Aquel intento de sarcasmo alentó a Arroyo Negro, le demostró que ella no se había hundido del todo en la impotencia… como él mismo había hecho tantas veces.

—No es ese tipo de olor —dijo sacudiendo la cabeza—. Puede que no te des cuenta. Puede que no sea la clase de cosas que tú puedes percibir.

Kaitlin se encogió de hombros.

—¿De veras has matado a alguien alguna vez? —preguntó. Parecía querer que le dijera que había sido una broma.

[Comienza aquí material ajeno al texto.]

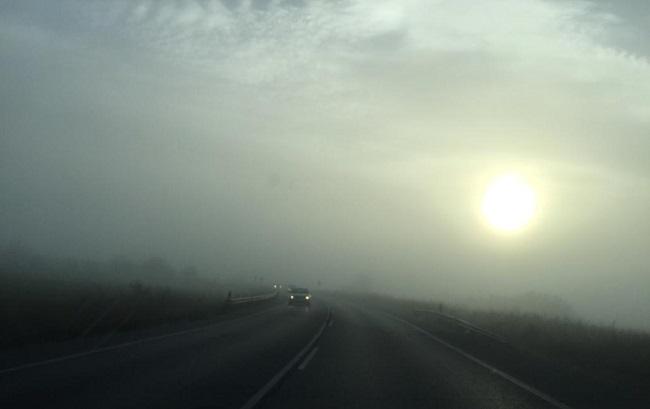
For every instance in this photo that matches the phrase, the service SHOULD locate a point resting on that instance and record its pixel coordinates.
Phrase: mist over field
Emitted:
(347, 142)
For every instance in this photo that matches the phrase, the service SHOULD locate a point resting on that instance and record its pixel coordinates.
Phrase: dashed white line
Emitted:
(255, 399)
(304, 363)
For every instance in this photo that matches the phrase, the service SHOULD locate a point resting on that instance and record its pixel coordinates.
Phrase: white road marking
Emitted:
(122, 345)
(304, 363)
(255, 399)
(484, 364)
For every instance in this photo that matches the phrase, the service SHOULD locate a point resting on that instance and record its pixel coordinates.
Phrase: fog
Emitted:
(348, 141)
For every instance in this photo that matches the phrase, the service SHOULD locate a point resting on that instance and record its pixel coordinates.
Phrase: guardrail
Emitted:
(251, 299)
(465, 324)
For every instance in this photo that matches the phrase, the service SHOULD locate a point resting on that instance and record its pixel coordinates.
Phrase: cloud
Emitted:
(331, 136)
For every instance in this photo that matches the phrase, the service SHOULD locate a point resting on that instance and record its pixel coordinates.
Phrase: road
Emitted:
(280, 357)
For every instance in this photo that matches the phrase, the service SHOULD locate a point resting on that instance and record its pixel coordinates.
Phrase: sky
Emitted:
(344, 141)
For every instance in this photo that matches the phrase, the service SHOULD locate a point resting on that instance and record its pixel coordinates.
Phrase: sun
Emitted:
(509, 203)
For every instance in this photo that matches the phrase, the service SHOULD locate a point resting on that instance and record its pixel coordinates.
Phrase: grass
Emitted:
(601, 365)
(48, 299)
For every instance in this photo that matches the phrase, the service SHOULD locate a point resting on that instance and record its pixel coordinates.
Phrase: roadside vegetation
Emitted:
(45, 299)
(589, 364)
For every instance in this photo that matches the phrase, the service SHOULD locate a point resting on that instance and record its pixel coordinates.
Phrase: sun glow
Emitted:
(509, 203)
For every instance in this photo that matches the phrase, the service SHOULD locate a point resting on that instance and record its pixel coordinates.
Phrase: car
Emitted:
(299, 296)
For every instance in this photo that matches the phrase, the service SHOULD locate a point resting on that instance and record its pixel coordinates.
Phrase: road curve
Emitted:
(283, 357)
(218, 366)
(368, 359)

—¿Porqué lo preguntas? —la observó con atención. ¿De veras le preocupaba tan poco el rastro del Wyrm? ¿Estaba tratando de distraerlo o simplemente no entendía de qué estaba hablando? Quería decirle que sabía que ella lo había visto con su forma de hombre lobo. Quería que admitiera que lo sabía. Tal vez entonces pudiese confiar en ella.

Kaitlin titubeó pero no se rindió.

—Parece algo razonable que preguntarle a alguien que se aloja en tu casa.

Arroyo Negro cruzó los brazos, molesto por sus constantes disimulos. Seguía ocultándose, aquella mujer que lo había visto a pesar del Delirio. Sin embargo no lograba convencerse de que era una enemiga, una amenaza. ¿Era esta razón o mera simpatía por una persona que lo había acogido? Le dio la espalda y bajó al piso inferior. Había dicho todo cuanto se atrevía a decir por el momento.

Esperó allí mientras oía cómo se bañaba. Kaitlin bajó algún tiempo después y comieron en silencio. Tres horas después de que ella volviera a subir, fue a su cuarto. La vio durmiendo —esta vez sí que estaba durmiendo— y se acurrucó con la manta en el suelo, junto a su cama.